Andrei Lankov of Kookmin University, Seoul, and Adjunct Research Fellow at the Australian National University, writes in his March 15 posting at the East Asia forum:
Right now such a deal is unacceptable to the American side though, as it looks like rewarding blackmail. Such a compromise would create a dangerous precedent: a rogue state will not only be allowed to flout international law with impunity; it will be rewarded too. But diplomats seldom face a choice between acceptable and unacceptable deals. More often than not, they have to choose between several unsavory, not to say morally dubious, options - and the North Korean program will continue apace if nothing is done.

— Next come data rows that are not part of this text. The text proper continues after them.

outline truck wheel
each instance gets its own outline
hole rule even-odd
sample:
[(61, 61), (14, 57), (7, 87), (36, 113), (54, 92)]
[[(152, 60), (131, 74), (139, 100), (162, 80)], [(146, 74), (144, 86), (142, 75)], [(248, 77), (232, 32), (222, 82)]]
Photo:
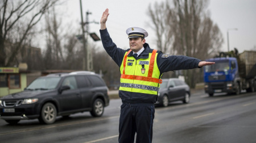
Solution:
[(240, 85), (239, 85), (238, 83), (237, 83), (237, 86), (236, 87), (236, 92), (235, 94), (236, 95), (238, 95), (241, 93), (241, 88), (240, 88)]
[(90, 112), (94, 117), (100, 117), (104, 112), (104, 103), (101, 99), (96, 99), (93, 102), (92, 110)]
[(38, 119), (40, 123), (50, 124), (53, 123), (57, 116), (55, 106), (51, 103), (45, 104), (42, 108), (41, 114)]
[(209, 93), (209, 96), (210, 96), (210, 97), (212, 97), (212, 96), (213, 96), (213, 93)]

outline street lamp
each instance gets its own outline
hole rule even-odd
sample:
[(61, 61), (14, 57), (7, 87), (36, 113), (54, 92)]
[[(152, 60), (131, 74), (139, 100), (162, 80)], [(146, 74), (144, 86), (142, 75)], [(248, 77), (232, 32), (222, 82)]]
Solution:
[(238, 30), (237, 28), (232, 28), (232, 29), (228, 29), (228, 31), (226, 32), (227, 36), (228, 36), (228, 52), (229, 52), (229, 31), (232, 30)]

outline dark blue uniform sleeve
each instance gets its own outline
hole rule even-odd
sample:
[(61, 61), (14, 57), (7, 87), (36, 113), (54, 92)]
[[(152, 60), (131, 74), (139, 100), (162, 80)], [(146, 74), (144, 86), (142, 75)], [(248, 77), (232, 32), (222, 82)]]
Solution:
[(110, 38), (106, 28), (100, 30), (100, 33), (105, 50), (118, 66), (120, 67), (126, 51), (117, 48), (115, 44), (113, 42), (112, 39)]
[(201, 60), (185, 56), (170, 56), (159, 53), (157, 57), (158, 68), (161, 73), (199, 68)]

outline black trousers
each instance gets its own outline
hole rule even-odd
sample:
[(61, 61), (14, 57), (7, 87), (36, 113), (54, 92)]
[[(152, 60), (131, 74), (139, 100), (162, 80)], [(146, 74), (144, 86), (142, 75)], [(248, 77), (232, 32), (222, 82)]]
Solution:
[(123, 103), (121, 106), (119, 124), (119, 143), (152, 142), (155, 106), (149, 104)]

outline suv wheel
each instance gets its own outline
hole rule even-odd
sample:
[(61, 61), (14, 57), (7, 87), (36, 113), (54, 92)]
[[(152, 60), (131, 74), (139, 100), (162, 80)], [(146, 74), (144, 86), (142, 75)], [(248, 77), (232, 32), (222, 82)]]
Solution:
[(47, 103), (42, 108), (39, 121), (46, 124), (52, 124), (56, 120), (56, 115), (55, 106), (51, 103)]
[(5, 120), (5, 121), (10, 124), (16, 124), (20, 120)]
[(100, 117), (104, 112), (104, 103), (102, 100), (97, 98), (93, 102), (92, 110), (90, 112), (94, 117)]
[(163, 96), (163, 103), (162, 103), (162, 106), (163, 107), (167, 107), (168, 105), (169, 104), (169, 100), (168, 99), (168, 97), (166, 95), (164, 95)]

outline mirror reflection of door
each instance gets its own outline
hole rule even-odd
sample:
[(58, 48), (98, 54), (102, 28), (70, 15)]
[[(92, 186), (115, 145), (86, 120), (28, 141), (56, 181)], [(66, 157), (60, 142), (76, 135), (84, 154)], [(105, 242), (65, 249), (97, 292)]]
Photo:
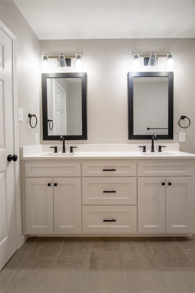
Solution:
[(66, 93), (54, 79), (54, 134), (66, 134)]
[(53, 122), (48, 135), (81, 135), (81, 78), (47, 78), (47, 117)]

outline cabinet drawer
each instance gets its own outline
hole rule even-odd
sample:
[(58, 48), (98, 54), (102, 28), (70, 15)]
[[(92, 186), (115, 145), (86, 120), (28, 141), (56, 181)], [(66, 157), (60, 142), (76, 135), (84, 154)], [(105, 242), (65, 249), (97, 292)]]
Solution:
[(80, 176), (80, 163), (27, 163), (26, 177)]
[(83, 204), (136, 204), (136, 178), (83, 178)]
[(138, 176), (193, 176), (192, 162), (138, 163)]
[(83, 163), (83, 176), (136, 176), (136, 163)]
[(136, 233), (136, 206), (83, 206), (83, 232)]

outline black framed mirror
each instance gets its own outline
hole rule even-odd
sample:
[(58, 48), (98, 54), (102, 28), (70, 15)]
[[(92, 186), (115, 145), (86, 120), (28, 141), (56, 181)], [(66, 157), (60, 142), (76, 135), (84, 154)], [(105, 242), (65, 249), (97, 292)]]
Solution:
[(43, 140), (87, 139), (85, 72), (42, 74)]
[(173, 72), (128, 72), (129, 139), (173, 139)]

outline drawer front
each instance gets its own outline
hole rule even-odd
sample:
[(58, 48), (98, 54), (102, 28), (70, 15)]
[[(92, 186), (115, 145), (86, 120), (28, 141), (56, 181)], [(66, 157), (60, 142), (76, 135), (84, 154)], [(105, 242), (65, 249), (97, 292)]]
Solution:
[(83, 204), (137, 203), (136, 177), (82, 179)]
[(26, 177), (80, 176), (80, 163), (27, 163), (25, 175)]
[(190, 176), (193, 175), (192, 162), (138, 163), (138, 176)]
[(83, 207), (83, 233), (136, 233), (136, 206)]
[(136, 163), (83, 163), (83, 176), (136, 176)]

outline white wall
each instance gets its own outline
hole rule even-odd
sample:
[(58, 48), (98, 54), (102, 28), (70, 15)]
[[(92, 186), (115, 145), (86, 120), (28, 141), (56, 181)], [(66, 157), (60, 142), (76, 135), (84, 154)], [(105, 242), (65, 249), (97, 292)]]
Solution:
[[(141, 143), (142, 141), (128, 139), (127, 73), (132, 71), (132, 56), (136, 53), (149, 55), (171, 52), (175, 60), (174, 69), (170, 71), (174, 72), (174, 139), (158, 142), (178, 143), (179, 133), (185, 131), (186, 142), (180, 144), (180, 150), (195, 153), (194, 41), (188, 38), (41, 40), (40, 56), (57, 56), (62, 52), (67, 56), (79, 52), (83, 56), (83, 71), (87, 74), (88, 140), (74, 143)], [(154, 70), (166, 71), (165, 60), (158, 59), (159, 66)], [(140, 71), (149, 70), (143, 66)], [(55, 65), (52, 71), (58, 72)], [(66, 71), (76, 71), (73, 67)], [(186, 130), (178, 124), (182, 115), (191, 121)]]
[[(12, 1), (2, 1), (1, 20), (17, 38), (18, 107), (23, 109), (24, 120), (19, 122), (20, 146), (34, 144), (34, 133), (40, 142), (39, 41)], [(29, 113), (35, 114), (38, 123), (31, 128)], [(32, 121), (32, 124), (33, 123)]]

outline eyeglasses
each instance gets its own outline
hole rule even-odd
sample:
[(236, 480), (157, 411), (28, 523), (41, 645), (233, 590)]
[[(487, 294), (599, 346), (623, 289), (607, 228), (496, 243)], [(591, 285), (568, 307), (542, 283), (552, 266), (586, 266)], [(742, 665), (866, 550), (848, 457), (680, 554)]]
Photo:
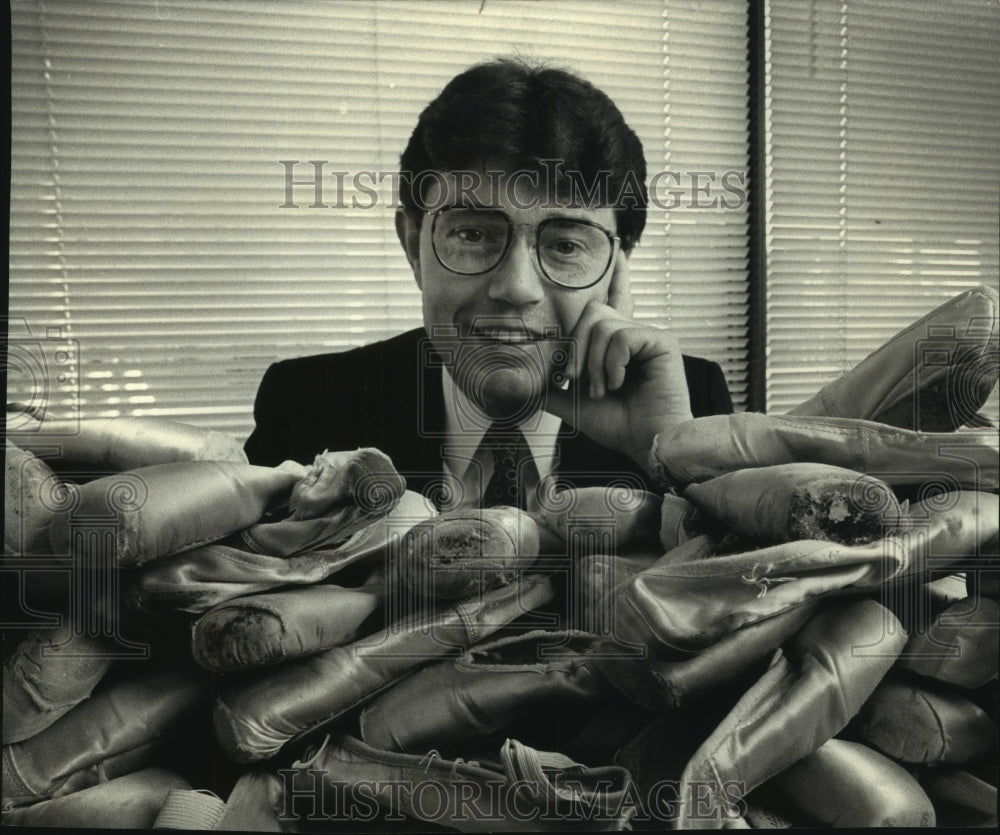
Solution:
[(575, 218), (547, 218), (532, 226), (515, 224), (499, 209), (452, 206), (429, 214), (434, 255), (459, 275), (492, 270), (510, 249), (514, 229), (527, 226), (535, 230), (535, 254), (545, 277), (560, 287), (584, 290), (604, 277), (619, 241), (600, 224)]

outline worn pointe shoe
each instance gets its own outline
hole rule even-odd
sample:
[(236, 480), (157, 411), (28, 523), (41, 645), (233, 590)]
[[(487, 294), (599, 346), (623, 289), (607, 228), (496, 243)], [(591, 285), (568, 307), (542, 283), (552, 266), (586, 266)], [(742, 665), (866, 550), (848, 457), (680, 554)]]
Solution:
[(688, 761), (680, 796), (699, 792), (713, 814), (698, 817), (685, 805), (678, 826), (717, 825), (736, 805), (734, 791), (752, 791), (842, 731), (905, 641), (874, 600), (824, 601)]
[(996, 786), (957, 768), (923, 769), (919, 779), (934, 804), (938, 826), (996, 829)]
[(68, 624), (29, 632), (3, 665), (3, 744), (34, 736), (86, 699), (114, 648)]
[(314, 820), (407, 815), (460, 832), (616, 832), (635, 812), (625, 769), (589, 768), (513, 739), (499, 762), (478, 763), (327, 737), (282, 776), (282, 819), (293, 825), (304, 808)]
[(969, 490), (910, 505), (905, 537), (867, 545), (801, 540), (680, 563), (668, 554), (640, 572), (619, 603), (664, 646), (701, 650), (815, 598), (922, 579), (931, 559), (936, 567), (976, 559), (997, 536), (998, 520), (1000, 498)]
[(998, 663), (1000, 604), (988, 597), (953, 603), (899, 657), (907, 670), (970, 690), (995, 679)]
[(866, 745), (830, 739), (772, 777), (778, 791), (821, 826), (868, 829), (934, 826), (934, 806), (917, 780)]
[(49, 522), (59, 480), (49, 465), (8, 439), (4, 453), (3, 552), (50, 553)]
[(191, 654), (229, 673), (349, 644), (383, 600), (381, 586), (331, 584), (241, 597), (216, 606), (191, 630)]
[(272, 557), (335, 548), (389, 513), (405, 490), (406, 480), (377, 449), (317, 455), (292, 488), (289, 516), (250, 525), (226, 544)]
[(830, 464), (880, 478), (890, 487), (927, 482), (996, 490), (996, 431), (914, 432), (870, 420), (738, 412), (694, 418), (653, 440), (650, 472), (682, 488), (748, 467)]
[(277, 586), (319, 583), (355, 563), (381, 565), (397, 537), (435, 515), (437, 511), (423, 496), (407, 490), (388, 514), (336, 548), (285, 559), (222, 543), (203, 545), (132, 569), (122, 577), (123, 598), (136, 610), (201, 613)]
[(409, 754), (453, 751), (539, 711), (596, 702), (609, 692), (591, 669), (599, 649), (596, 636), (572, 631), (535, 630), (477, 644), (369, 702), (361, 712), (361, 738)]
[(151, 829), (167, 796), (190, 788), (162, 768), (146, 768), (90, 788), (4, 811), (4, 826), (52, 829)]
[(788, 412), (861, 418), (923, 432), (978, 425), (997, 384), (996, 290), (949, 299)]
[(548, 578), (527, 575), (436, 613), (418, 612), (353, 644), (227, 683), (214, 713), (219, 742), (237, 762), (267, 759), (415, 668), (481, 641), (553, 597)]
[(193, 669), (141, 671), (78, 704), (45, 730), (3, 747), (3, 803), (24, 806), (150, 765), (177, 722), (208, 696)]
[(861, 708), (858, 731), (873, 748), (901, 762), (961, 765), (993, 748), (997, 725), (957, 688), (894, 676)]

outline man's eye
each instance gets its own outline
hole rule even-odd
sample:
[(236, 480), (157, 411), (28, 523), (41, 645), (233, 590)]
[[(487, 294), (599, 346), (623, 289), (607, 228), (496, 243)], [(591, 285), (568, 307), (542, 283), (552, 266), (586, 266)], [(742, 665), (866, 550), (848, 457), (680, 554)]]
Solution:
[(583, 244), (570, 238), (560, 238), (557, 241), (551, 241), (547, 248), (551, 254), (558, 255), (560, 258), (572, 258), (584, 255), (587, 251), (587, 248)]
[(453, 230), (451, 237), (457, 238), (459, 241), (466, 244), (480, 244), (486, 240), (486, 233), (482, 229), (477, 229), (474, 226), (463, 226), (459, 229)]

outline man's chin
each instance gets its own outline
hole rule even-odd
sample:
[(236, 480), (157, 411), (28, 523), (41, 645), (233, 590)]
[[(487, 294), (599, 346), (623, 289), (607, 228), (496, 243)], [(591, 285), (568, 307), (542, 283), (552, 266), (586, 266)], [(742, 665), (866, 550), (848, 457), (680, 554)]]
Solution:
[(545, 407), (545, 388), (535, 374), (501, 370), (478, 382), (465, 393), (493, 420), (520, 422)]

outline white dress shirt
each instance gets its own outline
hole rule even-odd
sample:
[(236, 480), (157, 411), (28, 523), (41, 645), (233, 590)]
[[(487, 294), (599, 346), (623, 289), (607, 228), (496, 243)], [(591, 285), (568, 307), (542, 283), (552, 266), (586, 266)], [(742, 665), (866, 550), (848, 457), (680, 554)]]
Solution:
[[(446, 494), (442, 510), (479, 506), (493, 475), (492, 452), (482, 446), (493, 419), (480, 410), (455, 384), (447, 368), (442, 369), (446, 437), (442, 448)], [(557, 462), (556, 437), (562, 421), (548, 412), (529, 415), (518, 424), (538, 471), (525, 480), (525, 506), (537, 509), (539, 481), (553, 474)]]

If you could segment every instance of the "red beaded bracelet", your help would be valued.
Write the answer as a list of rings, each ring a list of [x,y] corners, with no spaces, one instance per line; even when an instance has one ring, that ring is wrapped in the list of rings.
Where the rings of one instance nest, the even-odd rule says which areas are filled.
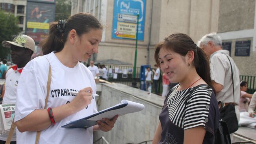
[[[47,109],[47,112],[48,112],[48,114],[49,114],[50,119],[51,120],[51,122],[52,125],[54,125],[55,124],[55,120],[54,120],[54,117],[53,116],[53,113],[52,113],[52,108],[48,108]]]

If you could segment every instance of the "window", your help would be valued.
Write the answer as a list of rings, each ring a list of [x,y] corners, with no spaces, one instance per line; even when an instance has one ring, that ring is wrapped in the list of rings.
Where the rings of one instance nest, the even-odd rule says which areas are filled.
[[[24,17],[23,16],[20,16],[19,17],[19,23],[20,24],[23,24],[23,22],[24,20]]]
[[[2,3],[1,4],[2,4],[2,6],[1,7],[1,9],[2,10],[4,10],[4,9],[5,9],[4,8],[4,7],[5,7],[6,4],[4,4],[4,3]]]
[[[24,13],[24,9],[25,6],[24,5],[18,5],[17,7],[17,13],[20,14]]]
[[[0,5],[1,5],[1,9],[2,11],[4,11],[7,12],[14,13],[14,8],[15,6],[14,5],[8,3],[0,3]]]

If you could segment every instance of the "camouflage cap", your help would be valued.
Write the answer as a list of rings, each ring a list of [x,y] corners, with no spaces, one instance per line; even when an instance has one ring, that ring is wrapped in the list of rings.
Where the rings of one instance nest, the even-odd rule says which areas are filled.
[[[2,45],[4,47],[10,48],[11,45],[30,49],[35,52],[35,41],[29,36],[25,34],[20,34],[14,38],[12,41],[4,41]]]

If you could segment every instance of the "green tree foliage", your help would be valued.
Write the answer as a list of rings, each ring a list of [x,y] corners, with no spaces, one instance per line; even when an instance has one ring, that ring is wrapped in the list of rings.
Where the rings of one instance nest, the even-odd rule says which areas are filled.
[[[18,26],[18,18],[13,14],[0,11],[0,58],[6,58],[10,49],[2,46],[4,40],[11,41],[19,34],[20,30]]]
[[[65,20],[71,13],[71,0],[56,0],[55,9],[55,21]]]

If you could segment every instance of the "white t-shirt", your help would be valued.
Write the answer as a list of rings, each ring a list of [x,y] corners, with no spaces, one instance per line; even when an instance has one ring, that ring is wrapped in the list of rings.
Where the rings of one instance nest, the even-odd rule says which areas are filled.
[[[7,71],[6,76],[5,92],[2,104],[15,104],[16,101],[17,86],[20,73],[11,68]],[[0,135],[0,140],[6,141],[8,134],[8,133],[7,133],[3,135]],[[15,130],[13,131],[11,140],[16,140],[16,133]]]
[[[145,72],[145,76],[147,75],[147,77],[146,77],[146,81],[150,81],[152,79],[151,79],[151,75],[153,74],[152,71],[150,71],[148,72],[147,70]]]
[[[98,67],[94,65],[93,65],[93,67],[89,66],[88,67],[88,68],[91,72],[91,73],[93,74],[93,77],[96,76],[96,75],[97,74],[100,73],[99,69],[98,68]]]
[[[83,64],[78,63],[73,68],[64,65],[52,52],[37,57],[24,68],[17,90],[15,121],[25,117],[36,109],[42,109],[45,105],[49,60],[52,68],[52,80],[47,108],[55,108],[71,101],[74,98],[71,90],[78,91],[91,87],[96,92],[93,77]],[[86,129],[65,128],[61,126],[70,121],[80,119],[96,112],[95,99],[80,111],[51,125],[41,131],[39,144],[92,144],[93,127]],[[50,119],[49,119],[50,120]],[[35,142],[36,132],[17,132],[17,144]]]
[[[239,103],[240,98],[239,70],[232,58],[228,56],[229,52],[225,50],[218,50],[211,54],[210,57],[211,78],[223,86],[223,89],[216,95],[217,101],[221,101],[223,103],[234,101],[230,64],[228,58],[225,54],[221,53],[224,53],[228,56],[232,64],[235,102],[238,104]]]
[[[157,76],[156,75],[156,74],[157,74]],[[155,74],[154,75],[153,79],[154,80],[158,80],[159,79],[159,77],[160,77],[160,69],[159,69],[159,68],[157,68],[156,70]]]
[[[108,71],[107,70],[107,68],[106,68],[104,67],[103,68],[102,68],[102,70],[103,70],[103,76],[102,76],[102,77],[103,77],[104,79],[107,79],[107,73],[108,73]]]

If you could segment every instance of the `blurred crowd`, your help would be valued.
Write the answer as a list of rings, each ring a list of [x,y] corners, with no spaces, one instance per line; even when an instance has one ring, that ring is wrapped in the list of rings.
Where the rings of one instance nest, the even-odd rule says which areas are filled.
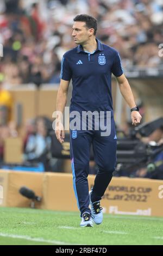
[[[120,52],[124,69],[162,64],[162,0],[1,0],[0,79],[5,88],[58,83],[62,54],[75,46],[73,19],[82,13],[97,19],[97,37]]]

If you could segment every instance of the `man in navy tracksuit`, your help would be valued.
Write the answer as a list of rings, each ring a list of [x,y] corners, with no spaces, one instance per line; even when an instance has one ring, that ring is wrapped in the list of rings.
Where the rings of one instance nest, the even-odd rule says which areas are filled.
[[[133,124],[140,123],[141,117],[130,87],[123,74],[118,53],[96,38],[96,20],[86,15],[80,15],[74,19],[74,21],[72,35],[78,46],[63,56],[57,99],[57,111],[60,114],[57,117],[55,135],[62,143],[65,135],[61,114],[72,79],[70,148],[73,187],[82,217],[80,226],[92,227],[93,222],[96,224],[102,222],[100,200],[111,180],[116,160],[112,73],[117,77],[120,91],[131,108]],[[84,118],[84,113],[88,113]],[[87,178],[91,144],[98,172],[89,195]]]

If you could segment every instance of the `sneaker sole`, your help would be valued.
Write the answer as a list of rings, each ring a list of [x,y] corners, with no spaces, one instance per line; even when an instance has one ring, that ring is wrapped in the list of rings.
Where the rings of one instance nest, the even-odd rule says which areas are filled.
[[[85,226],[80,226],[80,227],[82,228],[85,228],[85,227],[90,227],[92,228],[93,226],[93,225],[91,225],[91,224],[87,224]]]

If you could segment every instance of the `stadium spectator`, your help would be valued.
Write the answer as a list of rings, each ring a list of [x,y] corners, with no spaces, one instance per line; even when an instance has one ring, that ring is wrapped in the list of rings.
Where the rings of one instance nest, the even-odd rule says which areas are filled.
[[[156,68],[162,64],[158,56],[158,45],[162,43],[162,1],[32,2],[17,0],[13,4],[9,0],[0,10],[0,43],[4,45],[4,56],[0,68],[7,86],[36,80],[58,82],[58,63],[64,52],[74,47],[68,35],[72,17],[83,9],[98,22],[97,38],[120,52],[123,68]],[[41,60],[37,71],[36,56]]]
[[[7,125],[11,119],[12,97],[10,93],[3,88],[3,75],[0,74],[0,125]]]

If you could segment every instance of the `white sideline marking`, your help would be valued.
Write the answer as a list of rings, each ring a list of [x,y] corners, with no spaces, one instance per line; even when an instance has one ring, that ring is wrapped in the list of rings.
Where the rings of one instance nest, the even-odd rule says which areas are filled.
[[[65,242],[61,242],[60,241],[57,241],[57,240],[48,240],[44,239],[42,237],[35,237],[33,238],[30,236],[26,236],[26,235],[11,235],[9,234],[5,234],[5,233],[0,233],[0,236],[3,236],[4,237],[11,237],[11,238],[15,238],[15,239],[25,239],[26,240],[29,240],[29,241],[34,241],[35,242],[47,242],[49,243],[55,244],[57,243],[57,245],[71,245],[71,243]]]
[[[163,239],[163,236],[153,236],[155,239]]]
[[[117,235],[127,235],[128,233],[127,232],[123,232],[121,231],[106,231],[103,230],[102,232],[104,232],[105,233],[109,234],[116,234]]]
[[[59,226],[58,228],[65,229],[81,229],[80,228],[76,228],[74,227],[69,227],[69,226]]]
[[[81,230],[81,228],[76,228],[74,227],[70,227],[70,226],[59,226],[58,228],[61,229],[80,229]],[[127,232],[123,232],[122,231],[107,231],[107,230],[102,230],[102,232],[104,232],[105,233],[109,233],[109,234],[117,234],[120,235],[127,235],[128,234]]]
[[[105,217],[106,218],[124,218],[124,219],[130,219],[130,220],[145,220],[146,221],[163,221],[163,218],[155,218],[154,217],[141,217],[140,216],[140,217],[136,217],[136,216],[133,216],[133,217],[127,217],[127,216],[120,216],[120,215],[115,215],[115,216],[112,216],[112,215],[110,215],[109,214],[105,214],[104,215]]]

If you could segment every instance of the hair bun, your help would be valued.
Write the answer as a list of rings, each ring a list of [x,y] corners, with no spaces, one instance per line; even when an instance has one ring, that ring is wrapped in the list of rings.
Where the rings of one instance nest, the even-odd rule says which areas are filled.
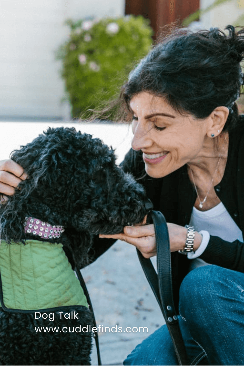
[[[226,38],[229,46],[229,55],[238,63],[244,59],[244,28],[240,27],[241,29],[236,32],[233,25],[228,25],[225,28],[229,31],[229,35]]]

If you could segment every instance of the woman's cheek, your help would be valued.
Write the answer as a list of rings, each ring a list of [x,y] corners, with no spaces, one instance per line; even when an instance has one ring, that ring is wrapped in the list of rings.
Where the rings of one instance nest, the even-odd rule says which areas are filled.
[[[132,128],[132,132],[133,135],[135,134],[135,131],[136,128],[136,126],[138,123],[138,121],[136,121],[135,119],[133,119],[132,121],[131,127]]]

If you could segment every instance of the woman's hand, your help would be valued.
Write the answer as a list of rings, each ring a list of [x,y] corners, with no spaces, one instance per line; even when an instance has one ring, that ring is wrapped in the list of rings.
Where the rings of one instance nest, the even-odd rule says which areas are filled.
[[[171,251],[183,250],[185,247],[187,230],[183,226],[167,223]],[[125,226],[124,233],[116,235],[101,235],[99,237],[120,239],[132,244],[140,250],[145,258],[157,254],[156,240],[153,224],[142,226]],[[195,251],[202,241],[202,235],[195,232],[194,250]]]
[[[14,194],[18,185],[27,177],[24,169],[14,160],[0,161],[0,201],[4,203],[7,196]]]

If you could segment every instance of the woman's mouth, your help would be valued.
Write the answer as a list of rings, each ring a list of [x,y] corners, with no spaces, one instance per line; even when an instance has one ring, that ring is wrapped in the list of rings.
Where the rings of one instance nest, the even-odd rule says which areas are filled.
[[[149,164],[157,164],[165,158],[168,151],[164,151],[158,154],[146,154],[143,153],[142,157],[144,161]]]

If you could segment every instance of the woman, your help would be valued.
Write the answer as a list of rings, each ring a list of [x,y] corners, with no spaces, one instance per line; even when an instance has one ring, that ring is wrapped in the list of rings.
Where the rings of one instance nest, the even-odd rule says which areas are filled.
[[[244,31],[228,29],[228,36],[217,29],[175,31],[132,72],[121,96],[134,133],[123,169],[169,223],[175,303],[192,365],[244,362],[244,124],[235,104]],[[0,191],[12,194],[23,170],[8,161],[1,170]],[[112,237],[146,257],[155,254],[151,225],[127,227]],[[177,365],[166,326],[124,363]]]

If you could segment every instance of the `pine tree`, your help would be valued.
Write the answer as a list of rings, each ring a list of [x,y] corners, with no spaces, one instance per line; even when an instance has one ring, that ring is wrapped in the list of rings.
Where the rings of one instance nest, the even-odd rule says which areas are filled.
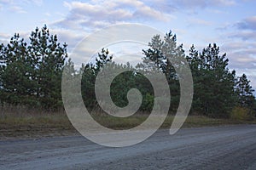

This will mean more nuclear devices of higher quality, the development of workable delivery systems and perhaps even a fully functioning uranium-production capability - not to mention the possibility of proliferation.

So, one might expect that sooner or later the US side will seriously consider the unconsiderable and start negotiating nuclear arms limitations, rather than nuclear arms disarmament. But this will take time - and perhaps a couple more nuclear tests, missile launches and some revelations about proliferation activity in the Middle East.
The Americans will relent as North Korea presents a convincingly strong case for their legitimate sovereign right to peaceful exploitation of outer space. A net result will be the withdrawal of US-initiated United Nations sanctions and US negotiations on a peace treaty and normalized bilateral relations between the two long-term adversaries.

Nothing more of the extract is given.